Tuttt tuttt tuttt sambungan itu terputus.
“Ya sudah, kita akhiri dulu adja ceritanya, sepertinya ada yang sudah tidak sabar nih  pengen segera pulang” Terang Mama sambil beranjak dari tempat duduknya.
***
Belum sampai aku di kamar tiba-tiba ada pesan masuk dari Bunda, “Zada, Nak, Bunda besok ada acara di luar kota, kampus tempat Bunda ngajar besok libur, kampus Zada libur ndak? Kalau Zada pulang, maaf ya Nak, Bunda tidak bisa menemani, Zada ajak papa saja kalau mau jalan-jalan”. Tak lama kemudian kedua jempolku mulai beraksi “iya Bunda, Zada pulang sore ini”. Pesankupun terkirim. Jawaban pesan muncul beberapa detik kemudian “Oke sayang, Bunda tunggu”
Semua barang yag ingin kubawa pulang segera kukemasi dan kumasukkan ke dalam tas ransel yang selama ini menemaniku disaat perjalanan jauh. Tak lupa kubawa novel-novel terbaru yang belum sempat kuselesaikan membacanya. Namun sering novel-novel tersebut tak mampu kuselesaikan membacanya saat liburan dirumah, karena liburanku dirumah lebih sering kumanfaatkan untuk bertemu dengan ka’ Farid dan diskusi bareng dengannya. Atau terkadang karena ka’ Farid juga memberi novel terbaru yang belum pernah kubaca. Aku dan ka’ Farid mempunyai hoby yang sama, membaca novel dan berdiskusi. Namun aku bukanlah aktivis yang cerdas seperti ka’ Farid.
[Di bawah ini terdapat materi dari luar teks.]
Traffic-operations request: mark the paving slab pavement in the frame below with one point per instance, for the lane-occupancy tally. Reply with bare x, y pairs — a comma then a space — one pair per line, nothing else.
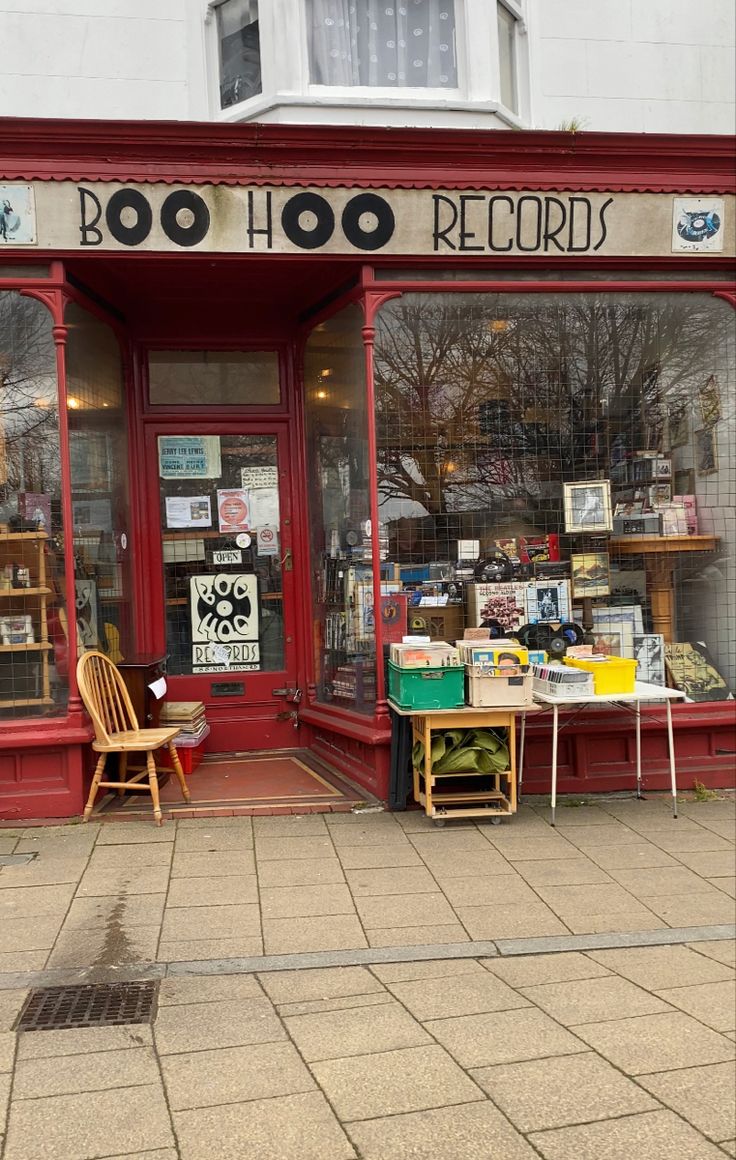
370, 987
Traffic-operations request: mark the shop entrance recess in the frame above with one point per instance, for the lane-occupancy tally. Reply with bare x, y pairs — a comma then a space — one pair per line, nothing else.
229, 618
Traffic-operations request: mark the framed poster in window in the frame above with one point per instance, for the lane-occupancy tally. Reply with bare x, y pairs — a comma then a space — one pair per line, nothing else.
587, 506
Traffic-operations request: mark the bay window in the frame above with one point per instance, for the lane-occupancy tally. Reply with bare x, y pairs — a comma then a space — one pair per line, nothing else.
238, 42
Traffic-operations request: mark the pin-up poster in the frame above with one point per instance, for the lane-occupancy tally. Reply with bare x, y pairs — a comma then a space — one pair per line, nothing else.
189, 457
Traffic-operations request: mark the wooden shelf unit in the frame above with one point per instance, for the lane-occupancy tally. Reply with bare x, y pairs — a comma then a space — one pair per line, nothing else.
26, 549
435, 791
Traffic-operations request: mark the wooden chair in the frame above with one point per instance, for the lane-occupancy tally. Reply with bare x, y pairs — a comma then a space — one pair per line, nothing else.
106, 700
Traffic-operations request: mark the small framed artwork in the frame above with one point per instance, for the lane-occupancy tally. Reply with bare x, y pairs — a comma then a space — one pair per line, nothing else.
709, 398
632, 509
587, 506
659, 493
706, 455
685, 481
591, 574
678, 425
607, 644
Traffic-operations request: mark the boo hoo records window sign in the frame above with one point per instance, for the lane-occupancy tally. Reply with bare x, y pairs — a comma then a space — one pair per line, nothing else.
392, 222
224, 622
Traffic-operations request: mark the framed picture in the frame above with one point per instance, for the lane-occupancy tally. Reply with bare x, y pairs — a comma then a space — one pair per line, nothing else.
709, 398
678, 425
649, 657
706, 455
16, 630
587, 506
591, 574
659, 493
607, 644
625, 620
632, 509
89, 462
691, 668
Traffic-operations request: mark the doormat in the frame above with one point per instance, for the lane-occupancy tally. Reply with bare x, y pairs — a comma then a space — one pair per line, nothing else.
264, 783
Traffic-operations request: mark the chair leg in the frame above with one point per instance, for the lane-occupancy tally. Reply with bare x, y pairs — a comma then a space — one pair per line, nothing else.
95, 783
153, 784
122, 771
177, 763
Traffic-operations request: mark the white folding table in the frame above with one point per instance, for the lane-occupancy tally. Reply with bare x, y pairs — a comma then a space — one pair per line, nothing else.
643, 693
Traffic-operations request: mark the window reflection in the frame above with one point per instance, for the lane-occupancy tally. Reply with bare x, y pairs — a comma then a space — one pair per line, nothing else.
489, 404
337, 432
99, 479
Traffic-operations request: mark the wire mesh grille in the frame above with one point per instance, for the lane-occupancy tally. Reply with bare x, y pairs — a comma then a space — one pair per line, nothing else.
94, 1005
493, 411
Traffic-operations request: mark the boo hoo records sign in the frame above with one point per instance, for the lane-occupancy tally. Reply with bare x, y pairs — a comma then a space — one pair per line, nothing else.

Bunda tak pernah mengizinkanku menjadi aktivis, padahal itu adalah cita-citaku sejak aku dinobatkan menjadi seorang mahasiswa. Aku bisa tahu pengalaman hidup seorang aktivis hanya dari ka’ Farid.
***
Bus yang kutumpangi melaju dengan kecepatan sedang. Membelah hutan dan gunung-gunung yang tak ramai oleh pengendara karena hari sudah mulai senja. Perjalananku menuju rumah hanya menghabiskan waktu kurang lebih tiga jam. Sambil melamun di perjalanan, dalam hati ingin sekali aku mempertemukan Ayah dengan ka’ Farid. Karena Bunda besok tidak ada di rumah, sedangkan Ayah pasti juga sedang libur tidak masuk kerja.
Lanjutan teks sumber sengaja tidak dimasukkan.